A discussion on performance-based cost recovery leads logically into a conversation about how performance should be measured. Though only a few states are dabbling in performance-based cost recovery so far, several states are requiring IOUs to report on specific deployment and performance metrics. In this final installment in my three-part series I’ll characterize and review some of the more common metrics regulators are requiring of IOUs making large smart grid investments. .
Deployment metrics
Some of the most common types of metrics relate to deployment, including cost and schedule. Perhaps the single most common metric measures deployment costs relative to capital budgets or business plans. In many cases, regulators have set caps on smart grid deployment cost, placing utilities at risk for any cost overruns. However, as such caps do not specify associated minimum capabilities, it may be possible for a utility to simply cut back on planned functionality if cost overruns are encountered during the course of a deployment. .
Other regulators are understandably interested in the status of deployments relative to planned schedules. Schedule metrics provide a reference point by which to evaluate deployment costs incurred to date, but are also being used by a few wise regulators to help them anticipate (and perhaps help accelerate) the point in time when smart grid investments can be expected to begin delivering economic, reliability, and customer service benefits. These regulators recognize that customer payback periods can be affected by delays in the delivery of economic benefits as well as by more common concerns about the size of such benefits. The Maryland PSC requires the utilities it regulates to report on almost 90 deployment metrics.

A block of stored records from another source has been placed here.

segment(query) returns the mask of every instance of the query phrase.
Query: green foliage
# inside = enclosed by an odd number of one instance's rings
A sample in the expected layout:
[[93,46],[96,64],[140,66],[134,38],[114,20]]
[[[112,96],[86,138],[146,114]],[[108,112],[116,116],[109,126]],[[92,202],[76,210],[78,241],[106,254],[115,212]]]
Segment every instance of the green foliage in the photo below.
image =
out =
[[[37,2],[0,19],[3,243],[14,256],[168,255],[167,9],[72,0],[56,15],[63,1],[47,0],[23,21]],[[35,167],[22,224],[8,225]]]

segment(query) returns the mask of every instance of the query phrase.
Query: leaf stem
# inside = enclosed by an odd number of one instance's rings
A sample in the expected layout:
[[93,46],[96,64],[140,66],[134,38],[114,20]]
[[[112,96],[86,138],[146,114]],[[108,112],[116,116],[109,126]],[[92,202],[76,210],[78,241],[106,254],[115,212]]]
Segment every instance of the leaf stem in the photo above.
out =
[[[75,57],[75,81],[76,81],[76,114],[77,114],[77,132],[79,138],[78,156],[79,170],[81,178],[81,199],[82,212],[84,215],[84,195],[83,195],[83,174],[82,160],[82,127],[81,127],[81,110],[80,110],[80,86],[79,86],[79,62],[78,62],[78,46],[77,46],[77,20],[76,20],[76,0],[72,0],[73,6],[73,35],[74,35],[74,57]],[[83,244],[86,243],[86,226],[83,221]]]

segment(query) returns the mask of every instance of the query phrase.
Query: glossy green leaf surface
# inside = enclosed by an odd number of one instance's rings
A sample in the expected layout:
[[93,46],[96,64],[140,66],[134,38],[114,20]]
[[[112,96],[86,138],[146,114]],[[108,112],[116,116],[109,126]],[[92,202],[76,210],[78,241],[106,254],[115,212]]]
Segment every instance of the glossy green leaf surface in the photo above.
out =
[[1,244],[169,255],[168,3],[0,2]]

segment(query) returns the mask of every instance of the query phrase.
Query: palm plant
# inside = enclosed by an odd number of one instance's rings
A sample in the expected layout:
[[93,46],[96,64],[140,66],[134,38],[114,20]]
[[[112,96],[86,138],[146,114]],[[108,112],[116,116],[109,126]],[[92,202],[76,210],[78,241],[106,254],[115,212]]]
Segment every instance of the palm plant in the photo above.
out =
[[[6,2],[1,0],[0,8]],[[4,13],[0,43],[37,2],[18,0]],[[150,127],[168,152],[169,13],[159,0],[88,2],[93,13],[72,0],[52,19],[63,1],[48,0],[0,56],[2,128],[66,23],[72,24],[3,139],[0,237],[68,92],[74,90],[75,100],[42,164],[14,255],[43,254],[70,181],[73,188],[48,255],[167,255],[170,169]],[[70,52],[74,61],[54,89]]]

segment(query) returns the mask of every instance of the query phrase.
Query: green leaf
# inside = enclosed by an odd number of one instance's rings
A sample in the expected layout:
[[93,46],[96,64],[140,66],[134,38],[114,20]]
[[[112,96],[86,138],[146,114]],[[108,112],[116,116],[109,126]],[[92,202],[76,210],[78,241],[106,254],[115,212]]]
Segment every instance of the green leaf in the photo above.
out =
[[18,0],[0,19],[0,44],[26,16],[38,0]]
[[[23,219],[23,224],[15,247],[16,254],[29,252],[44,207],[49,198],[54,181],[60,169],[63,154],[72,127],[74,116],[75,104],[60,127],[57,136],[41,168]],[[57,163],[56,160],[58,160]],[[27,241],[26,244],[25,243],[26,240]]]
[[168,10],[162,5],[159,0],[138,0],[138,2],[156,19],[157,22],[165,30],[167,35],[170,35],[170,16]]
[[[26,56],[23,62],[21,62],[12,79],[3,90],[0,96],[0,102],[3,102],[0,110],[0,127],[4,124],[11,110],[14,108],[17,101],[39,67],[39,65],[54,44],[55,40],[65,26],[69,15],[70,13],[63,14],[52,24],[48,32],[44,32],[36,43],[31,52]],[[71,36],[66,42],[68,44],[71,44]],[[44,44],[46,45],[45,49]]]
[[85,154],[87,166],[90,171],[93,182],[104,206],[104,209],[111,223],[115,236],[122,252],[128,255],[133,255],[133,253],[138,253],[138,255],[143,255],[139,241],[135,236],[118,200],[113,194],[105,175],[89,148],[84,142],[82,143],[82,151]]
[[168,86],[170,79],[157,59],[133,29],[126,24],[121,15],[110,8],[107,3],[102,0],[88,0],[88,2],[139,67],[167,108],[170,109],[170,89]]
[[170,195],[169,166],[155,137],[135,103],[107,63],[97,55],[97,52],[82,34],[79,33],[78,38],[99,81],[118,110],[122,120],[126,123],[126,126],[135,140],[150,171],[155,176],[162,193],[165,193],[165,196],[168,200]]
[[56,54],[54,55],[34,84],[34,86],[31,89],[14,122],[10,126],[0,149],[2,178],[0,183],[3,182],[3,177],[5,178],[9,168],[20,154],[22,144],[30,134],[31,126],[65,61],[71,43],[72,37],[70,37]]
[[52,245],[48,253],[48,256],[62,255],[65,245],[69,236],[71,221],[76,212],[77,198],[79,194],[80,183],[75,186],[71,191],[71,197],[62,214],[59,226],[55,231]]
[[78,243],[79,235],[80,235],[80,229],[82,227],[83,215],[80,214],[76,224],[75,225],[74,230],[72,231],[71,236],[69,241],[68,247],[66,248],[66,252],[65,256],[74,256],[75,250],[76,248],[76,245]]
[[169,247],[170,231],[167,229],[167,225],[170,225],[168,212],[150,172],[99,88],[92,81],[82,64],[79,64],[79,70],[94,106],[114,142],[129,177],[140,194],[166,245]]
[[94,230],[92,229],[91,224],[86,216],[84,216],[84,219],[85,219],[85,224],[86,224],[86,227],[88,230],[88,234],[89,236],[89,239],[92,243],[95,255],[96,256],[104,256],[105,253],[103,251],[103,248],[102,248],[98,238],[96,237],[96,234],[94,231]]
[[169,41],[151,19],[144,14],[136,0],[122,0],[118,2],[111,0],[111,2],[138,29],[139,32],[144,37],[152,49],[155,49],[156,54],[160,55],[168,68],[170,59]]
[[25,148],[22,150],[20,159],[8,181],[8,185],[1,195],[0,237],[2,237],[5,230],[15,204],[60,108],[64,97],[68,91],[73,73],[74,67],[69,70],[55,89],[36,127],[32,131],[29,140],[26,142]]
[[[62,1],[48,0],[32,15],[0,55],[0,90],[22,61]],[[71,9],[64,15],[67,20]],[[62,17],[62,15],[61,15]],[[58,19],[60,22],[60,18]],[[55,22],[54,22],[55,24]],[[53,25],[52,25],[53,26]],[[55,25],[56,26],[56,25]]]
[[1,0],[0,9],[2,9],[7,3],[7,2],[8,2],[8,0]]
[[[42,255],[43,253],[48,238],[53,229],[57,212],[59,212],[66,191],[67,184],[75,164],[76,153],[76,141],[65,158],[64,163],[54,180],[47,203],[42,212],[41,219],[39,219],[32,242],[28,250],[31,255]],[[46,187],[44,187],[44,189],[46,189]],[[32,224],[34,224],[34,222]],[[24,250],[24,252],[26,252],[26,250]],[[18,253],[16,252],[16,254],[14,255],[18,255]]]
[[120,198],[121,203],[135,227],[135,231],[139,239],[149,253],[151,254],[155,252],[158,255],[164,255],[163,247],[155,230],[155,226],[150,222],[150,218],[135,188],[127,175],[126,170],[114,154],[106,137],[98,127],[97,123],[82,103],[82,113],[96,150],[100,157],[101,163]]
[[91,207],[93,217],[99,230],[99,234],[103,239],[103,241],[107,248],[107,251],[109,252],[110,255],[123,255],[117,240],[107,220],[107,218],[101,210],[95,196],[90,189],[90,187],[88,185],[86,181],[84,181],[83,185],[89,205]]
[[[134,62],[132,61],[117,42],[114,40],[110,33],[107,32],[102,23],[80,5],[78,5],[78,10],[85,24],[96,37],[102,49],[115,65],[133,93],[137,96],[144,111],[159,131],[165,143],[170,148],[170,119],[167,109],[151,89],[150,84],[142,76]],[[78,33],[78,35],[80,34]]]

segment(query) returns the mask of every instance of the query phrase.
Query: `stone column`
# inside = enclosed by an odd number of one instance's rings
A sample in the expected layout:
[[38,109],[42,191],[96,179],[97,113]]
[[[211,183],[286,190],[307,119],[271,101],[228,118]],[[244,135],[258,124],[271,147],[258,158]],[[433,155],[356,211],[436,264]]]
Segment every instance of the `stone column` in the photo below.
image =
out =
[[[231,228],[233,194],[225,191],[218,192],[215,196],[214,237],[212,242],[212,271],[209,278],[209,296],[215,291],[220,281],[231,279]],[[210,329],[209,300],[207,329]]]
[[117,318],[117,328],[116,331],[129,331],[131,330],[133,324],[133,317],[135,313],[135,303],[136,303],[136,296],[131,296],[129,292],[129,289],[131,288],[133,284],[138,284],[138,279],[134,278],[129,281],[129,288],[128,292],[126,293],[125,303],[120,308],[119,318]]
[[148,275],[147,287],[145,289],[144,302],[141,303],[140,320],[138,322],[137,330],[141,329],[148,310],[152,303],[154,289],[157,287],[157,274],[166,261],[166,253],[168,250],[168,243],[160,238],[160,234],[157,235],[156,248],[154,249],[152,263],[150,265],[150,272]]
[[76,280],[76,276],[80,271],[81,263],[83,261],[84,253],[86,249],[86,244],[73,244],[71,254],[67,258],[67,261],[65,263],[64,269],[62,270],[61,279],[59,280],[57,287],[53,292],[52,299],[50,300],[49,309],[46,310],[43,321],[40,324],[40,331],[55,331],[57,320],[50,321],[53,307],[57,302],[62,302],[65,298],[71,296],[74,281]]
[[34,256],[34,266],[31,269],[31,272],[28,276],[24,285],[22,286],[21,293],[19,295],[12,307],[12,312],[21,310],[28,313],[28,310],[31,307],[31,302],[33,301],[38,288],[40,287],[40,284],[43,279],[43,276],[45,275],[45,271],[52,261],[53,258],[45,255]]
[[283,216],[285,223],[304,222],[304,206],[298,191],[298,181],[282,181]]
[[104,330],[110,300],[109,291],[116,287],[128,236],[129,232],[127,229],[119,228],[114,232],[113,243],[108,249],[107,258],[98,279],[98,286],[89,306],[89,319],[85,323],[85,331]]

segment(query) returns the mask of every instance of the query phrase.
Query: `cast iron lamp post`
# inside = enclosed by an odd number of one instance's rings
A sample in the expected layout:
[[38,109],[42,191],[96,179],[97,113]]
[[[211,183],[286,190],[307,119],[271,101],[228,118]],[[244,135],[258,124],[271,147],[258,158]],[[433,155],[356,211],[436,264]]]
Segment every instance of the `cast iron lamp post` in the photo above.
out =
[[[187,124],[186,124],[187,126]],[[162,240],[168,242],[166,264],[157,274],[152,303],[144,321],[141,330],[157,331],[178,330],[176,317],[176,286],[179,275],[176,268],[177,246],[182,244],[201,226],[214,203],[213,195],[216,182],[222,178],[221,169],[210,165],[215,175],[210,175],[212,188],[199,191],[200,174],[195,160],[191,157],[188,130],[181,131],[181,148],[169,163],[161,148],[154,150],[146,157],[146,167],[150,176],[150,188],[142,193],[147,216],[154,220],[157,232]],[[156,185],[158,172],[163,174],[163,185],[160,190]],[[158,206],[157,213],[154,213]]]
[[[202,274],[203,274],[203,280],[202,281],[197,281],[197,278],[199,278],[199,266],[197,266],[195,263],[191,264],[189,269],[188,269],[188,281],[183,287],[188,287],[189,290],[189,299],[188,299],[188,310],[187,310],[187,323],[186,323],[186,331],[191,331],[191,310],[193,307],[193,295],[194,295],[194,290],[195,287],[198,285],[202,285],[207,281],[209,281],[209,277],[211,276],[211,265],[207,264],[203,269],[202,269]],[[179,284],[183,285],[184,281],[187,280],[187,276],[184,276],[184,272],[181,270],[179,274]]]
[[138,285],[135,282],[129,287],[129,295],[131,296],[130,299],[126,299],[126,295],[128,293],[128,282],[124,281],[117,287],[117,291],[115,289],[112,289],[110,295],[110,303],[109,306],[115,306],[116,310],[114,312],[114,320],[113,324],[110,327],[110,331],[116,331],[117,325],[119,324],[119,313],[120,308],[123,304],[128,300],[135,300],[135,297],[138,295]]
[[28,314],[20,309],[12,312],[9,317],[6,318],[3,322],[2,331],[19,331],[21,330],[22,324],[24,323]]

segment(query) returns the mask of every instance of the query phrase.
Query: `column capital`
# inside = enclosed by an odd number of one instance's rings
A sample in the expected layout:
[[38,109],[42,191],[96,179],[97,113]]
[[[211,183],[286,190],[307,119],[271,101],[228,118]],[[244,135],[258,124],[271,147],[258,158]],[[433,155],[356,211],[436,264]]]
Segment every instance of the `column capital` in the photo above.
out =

Ongoing (post-deployment) performance metrics
Regulators in California (Rulemaking 08-12-009), Maryland (Cases 9207 and 9208), and Ohio (Case 10-2326-GE-RDR), and legislators in Illinois (Public Act 097-0616), have established ongoing performance metrics for large smart grid deployments by IOUs in their states. (In California the priorities were established through a multi-stakeholder rulemaking process.) In Illinois, these metrics were not necessarily established to impact utility cost recovery. Instead, regulators appear to be embracing performance metrics to focus IOUs on certain capabilities regulators deem important. In Ohio, the metrics are in addition to performance-based cost recovery mechanisms related to operational cost savings. (The Oklahoma Corporations Commission also established performance-based cost recovery based on operational cost savings and was the first in the US to do so.) The number of ongoing performance metrics required by these states’ regulators in each of a variety of commonly-identified smart grid capabilities is summarized in the nearby table.
Table: Post-deployment performance metrics by state and smart grid-related capability
*”Other” examples:
· California: PEV rate participation; Distributed Generation MW/MWh; Storage MW/MWh; HAN penetration; Load Factors by customer class; Percentage of circuits with automated or remote controls; Demand Response program impact; Direct Load Control program impact; Percent of customers accessing/authorizing access to usage data.
· Illinois: Uncollectible expense; Percent of spending with minority-/women-owned businesses.
· Maryland: Customer Awareness (4); Community outreach (6); Customer Satisfaction (2); O&M savings (4).
· Ohio: Distribution headcount (3); Manual Meter Reads/Routes/DCs (4); Vehicle Management Costs (2).